ERCIM News No.20 - January 1995
by Gérard Hégron
The Fifth Eurographics Workshop on Animation and Simulation, was held in Oslo on the 17-18 September 1994. The event was organized by SINTEF and the Eurographics Working Group 4 and supported by the Ercim and Eurographics organisations.
The purpose of this workshop was to encourage the exchange of experience and knowledge between the animation and simulation communities on the general themes of : modelling, animation, motion control, and simulation. The workshop was attended by around 37 participants.
The event was co-chaired by Gérard Hégron (Ecole des Mines de Nantes, France) and Olov Fahlander (Linkoping University, Sweden) and local organization was undertaken by Morten Daelhen (SINTEF, Norway). The Program Committee invited Demetri Terzopoulos from the University of Toronto to speak on the links between motion synthesis and motion analysis. The main topics covered by the papers were the animation and the metamorphosis of deformable objects; the motion control of multi-body systems and the simulation of physical phenomena.
Five paper sessions were organized:
Shape transformation and applications
A new technique for computing continuous transformations between star-shaped polyhedral objects was presented. The paper described how to smoothly fuse two moving polyhedra whilst preserving the volume of the sum of the components using a radial projection technique. Philippe Limantour from Medialab, France, described a new approach to facial animation involving the real-time mapping of parameters ininterpolating canonical expressions along a unit vector basis.
Demetri Terzopoulos talked about the synthesis and analysis of motion illustrated using the research conducted by the Visual Modelling group at the University of Toronto. Here, a unified theoretical and computational framework for computer graphics and vision is being developed. The approach is a physics-based. A fundamental goal of this research is to create ever more powerful techniques for the synthesis and analysis of motion.
Animation of deformable objects
Two papers described the use of implicit surfaces to embed physical models in order to deal with deformation. The first paper, dealing with character animation, attempted to incorporate within the implicit surface technique traditional animation principles, such as squash and stretch, follow through and exaggeration.

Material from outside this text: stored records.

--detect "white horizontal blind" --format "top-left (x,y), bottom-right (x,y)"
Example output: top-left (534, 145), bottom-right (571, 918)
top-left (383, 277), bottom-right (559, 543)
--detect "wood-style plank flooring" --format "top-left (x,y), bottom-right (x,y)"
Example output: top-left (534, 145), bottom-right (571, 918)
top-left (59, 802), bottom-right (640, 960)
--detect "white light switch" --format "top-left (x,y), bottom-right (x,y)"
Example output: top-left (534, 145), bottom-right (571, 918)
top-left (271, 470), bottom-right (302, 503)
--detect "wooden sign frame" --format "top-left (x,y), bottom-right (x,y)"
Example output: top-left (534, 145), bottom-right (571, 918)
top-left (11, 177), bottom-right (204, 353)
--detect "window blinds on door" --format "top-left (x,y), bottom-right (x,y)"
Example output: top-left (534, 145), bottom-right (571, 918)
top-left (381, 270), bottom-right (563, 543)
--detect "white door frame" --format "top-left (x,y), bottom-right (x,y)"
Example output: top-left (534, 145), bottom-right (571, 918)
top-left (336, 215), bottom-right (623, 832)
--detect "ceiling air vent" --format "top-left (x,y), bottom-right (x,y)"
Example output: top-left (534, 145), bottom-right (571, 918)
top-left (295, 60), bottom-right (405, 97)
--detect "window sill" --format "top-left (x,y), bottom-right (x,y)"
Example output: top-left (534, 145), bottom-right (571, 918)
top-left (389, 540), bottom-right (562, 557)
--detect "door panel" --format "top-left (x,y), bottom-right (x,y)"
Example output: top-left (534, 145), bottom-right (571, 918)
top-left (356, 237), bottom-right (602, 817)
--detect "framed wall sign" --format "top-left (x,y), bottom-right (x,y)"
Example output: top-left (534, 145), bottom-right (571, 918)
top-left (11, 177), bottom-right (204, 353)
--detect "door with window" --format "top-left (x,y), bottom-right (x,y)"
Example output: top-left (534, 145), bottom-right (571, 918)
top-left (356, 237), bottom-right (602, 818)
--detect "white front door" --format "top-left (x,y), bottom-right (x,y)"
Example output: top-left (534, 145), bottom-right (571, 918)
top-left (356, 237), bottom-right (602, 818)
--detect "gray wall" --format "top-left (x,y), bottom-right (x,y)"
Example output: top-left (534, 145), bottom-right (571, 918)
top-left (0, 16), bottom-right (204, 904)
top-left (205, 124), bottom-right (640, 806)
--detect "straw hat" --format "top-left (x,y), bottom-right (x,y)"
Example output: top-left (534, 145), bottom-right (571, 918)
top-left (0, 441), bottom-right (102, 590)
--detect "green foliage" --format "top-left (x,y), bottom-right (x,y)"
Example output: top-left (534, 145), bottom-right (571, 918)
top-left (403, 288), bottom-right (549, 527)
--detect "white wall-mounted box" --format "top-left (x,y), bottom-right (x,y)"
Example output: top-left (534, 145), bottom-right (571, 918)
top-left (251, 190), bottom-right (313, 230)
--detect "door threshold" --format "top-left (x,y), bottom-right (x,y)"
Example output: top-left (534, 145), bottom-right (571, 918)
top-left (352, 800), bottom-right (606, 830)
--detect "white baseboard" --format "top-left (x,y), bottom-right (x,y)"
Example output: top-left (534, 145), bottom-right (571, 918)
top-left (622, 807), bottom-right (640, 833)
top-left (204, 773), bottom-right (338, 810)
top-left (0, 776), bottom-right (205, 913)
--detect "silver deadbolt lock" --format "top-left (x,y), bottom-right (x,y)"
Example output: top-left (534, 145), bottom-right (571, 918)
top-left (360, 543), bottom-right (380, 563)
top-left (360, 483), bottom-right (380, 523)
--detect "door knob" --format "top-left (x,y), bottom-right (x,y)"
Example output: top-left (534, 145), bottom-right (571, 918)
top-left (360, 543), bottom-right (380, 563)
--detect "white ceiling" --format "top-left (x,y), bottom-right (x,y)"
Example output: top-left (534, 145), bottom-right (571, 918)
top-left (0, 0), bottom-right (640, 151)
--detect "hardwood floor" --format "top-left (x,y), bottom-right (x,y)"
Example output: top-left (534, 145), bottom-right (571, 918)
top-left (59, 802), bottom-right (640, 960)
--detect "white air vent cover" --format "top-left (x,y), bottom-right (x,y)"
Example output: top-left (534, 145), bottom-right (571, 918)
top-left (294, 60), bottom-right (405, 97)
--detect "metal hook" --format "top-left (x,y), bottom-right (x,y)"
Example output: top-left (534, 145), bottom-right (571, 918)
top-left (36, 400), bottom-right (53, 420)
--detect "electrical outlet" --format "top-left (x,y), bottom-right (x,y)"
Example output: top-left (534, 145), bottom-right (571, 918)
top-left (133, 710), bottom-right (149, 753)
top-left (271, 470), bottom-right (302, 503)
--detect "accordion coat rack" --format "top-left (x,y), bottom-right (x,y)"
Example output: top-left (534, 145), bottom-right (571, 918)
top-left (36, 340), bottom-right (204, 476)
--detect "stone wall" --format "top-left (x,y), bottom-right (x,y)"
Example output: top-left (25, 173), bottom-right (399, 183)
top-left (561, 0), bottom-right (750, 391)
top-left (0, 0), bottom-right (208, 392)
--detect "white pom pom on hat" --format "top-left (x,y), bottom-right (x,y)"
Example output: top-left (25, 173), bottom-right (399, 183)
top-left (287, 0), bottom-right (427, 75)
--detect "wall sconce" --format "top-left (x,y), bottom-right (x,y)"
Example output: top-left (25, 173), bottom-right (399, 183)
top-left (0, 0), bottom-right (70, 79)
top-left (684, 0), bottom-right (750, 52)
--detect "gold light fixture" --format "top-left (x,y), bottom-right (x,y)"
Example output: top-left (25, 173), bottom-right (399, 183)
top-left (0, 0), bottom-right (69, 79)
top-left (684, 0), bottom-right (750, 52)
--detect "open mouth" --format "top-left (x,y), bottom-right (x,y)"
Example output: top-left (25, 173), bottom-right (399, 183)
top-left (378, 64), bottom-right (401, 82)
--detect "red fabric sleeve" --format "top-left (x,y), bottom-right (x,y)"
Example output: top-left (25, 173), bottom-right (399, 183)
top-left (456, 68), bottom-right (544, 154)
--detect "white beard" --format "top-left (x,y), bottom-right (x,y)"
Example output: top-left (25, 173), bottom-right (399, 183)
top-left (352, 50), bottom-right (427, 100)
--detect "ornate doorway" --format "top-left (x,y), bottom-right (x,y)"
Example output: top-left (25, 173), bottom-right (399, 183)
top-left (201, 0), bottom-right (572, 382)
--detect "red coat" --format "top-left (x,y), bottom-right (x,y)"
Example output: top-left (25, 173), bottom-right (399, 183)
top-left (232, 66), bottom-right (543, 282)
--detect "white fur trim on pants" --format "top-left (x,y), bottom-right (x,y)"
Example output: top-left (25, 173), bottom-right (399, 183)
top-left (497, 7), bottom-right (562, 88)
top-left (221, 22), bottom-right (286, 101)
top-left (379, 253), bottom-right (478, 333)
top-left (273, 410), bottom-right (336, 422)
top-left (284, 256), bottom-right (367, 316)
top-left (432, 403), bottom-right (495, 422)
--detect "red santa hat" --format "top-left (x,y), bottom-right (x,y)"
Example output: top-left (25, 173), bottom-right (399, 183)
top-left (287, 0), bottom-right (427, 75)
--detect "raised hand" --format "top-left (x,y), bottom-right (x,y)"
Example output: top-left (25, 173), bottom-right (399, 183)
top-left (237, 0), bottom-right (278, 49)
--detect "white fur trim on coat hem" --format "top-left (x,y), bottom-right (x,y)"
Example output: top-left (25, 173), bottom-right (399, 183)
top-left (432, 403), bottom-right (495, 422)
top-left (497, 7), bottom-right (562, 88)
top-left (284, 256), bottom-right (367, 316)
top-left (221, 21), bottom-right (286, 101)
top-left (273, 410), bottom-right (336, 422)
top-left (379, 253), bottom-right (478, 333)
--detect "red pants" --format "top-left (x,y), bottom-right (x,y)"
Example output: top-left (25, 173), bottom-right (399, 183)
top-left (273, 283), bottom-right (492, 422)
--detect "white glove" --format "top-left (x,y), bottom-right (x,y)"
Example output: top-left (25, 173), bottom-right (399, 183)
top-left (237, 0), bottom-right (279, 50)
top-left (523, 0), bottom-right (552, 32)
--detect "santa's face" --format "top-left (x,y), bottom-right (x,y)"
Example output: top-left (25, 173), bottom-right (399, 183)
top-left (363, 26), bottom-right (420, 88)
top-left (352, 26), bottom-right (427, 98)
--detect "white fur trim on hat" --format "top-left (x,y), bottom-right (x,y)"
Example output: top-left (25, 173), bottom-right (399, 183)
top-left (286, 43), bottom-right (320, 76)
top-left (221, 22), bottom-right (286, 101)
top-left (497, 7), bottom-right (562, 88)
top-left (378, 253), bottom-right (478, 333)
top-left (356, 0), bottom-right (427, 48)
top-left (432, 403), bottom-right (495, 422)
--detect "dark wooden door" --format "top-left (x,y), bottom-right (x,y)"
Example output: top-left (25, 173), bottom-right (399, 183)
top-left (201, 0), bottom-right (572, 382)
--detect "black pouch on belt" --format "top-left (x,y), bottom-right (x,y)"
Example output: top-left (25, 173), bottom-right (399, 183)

In the second paper, Jason Harrison and David Forsey (INRIA) formulate a geometric approach for controlling a collision response kinematically by moving points on a multi-resolution representation of the object surface toward goal points. The elastic material is defined by an implicit formulation over a discrete inelastic layer and this is well suited for automatic collision and response.
Motion control
Stéphane Donikian from INRIA presented a real-time, hierarchical and multi-agent system which integrates the different approaches to behavioural animation. A real-time driving simulation example, was used to validate his concepts.
In the same way, Joseph Kearney from the University of Wisconsin and Iowa presented his system for controlling the behaviour of complex mechanisms in simulation. It is based on hierarchies of communication and concurrent asynchronous state machines.
The four remaining papers were devoted to the motion control of articulated figures.
Physical phenomenon and visualisation
C.H. Perry from the MIT Media Laboratory, USA proposed a technique for fire synthesis which combines a flame model with a fire-speading model. There are parameters for explicitly controlling wind, gravity and the flammability of the material being burned.
Miguel Aguas from IST, Portugal, presented a method for visualising hierarchical environments at interactive frame rates. The technology is based on a predictive physical algorithm within the polygon structure of the model.
Partical systems
During this last session ACROE presented some results based on their particle-based modelling technique. Their first paper developed the modelling, simulation and the visualization of granular materials in order to produce such complex phenomena. Examples include the construction of a pile from independent particles, avalanches and the phenomenon of internal collapse. Their second paper described an application of their approach to the simulation of a clockwork mechanism, which reproduces the measure of time and the sequencing of events. A presentation of a parallel implementation of a dynamic system of particles closed the session.
Future plans
The 6th Eurographics Workshop on Animation and Simulation is scheduled to take place around August/September `95 in Maastricht, The Netherlands. The special theme is the simulation and animation of autonomous and living systems. The aim is to illustrate the valuable synergy of animation and artificial life.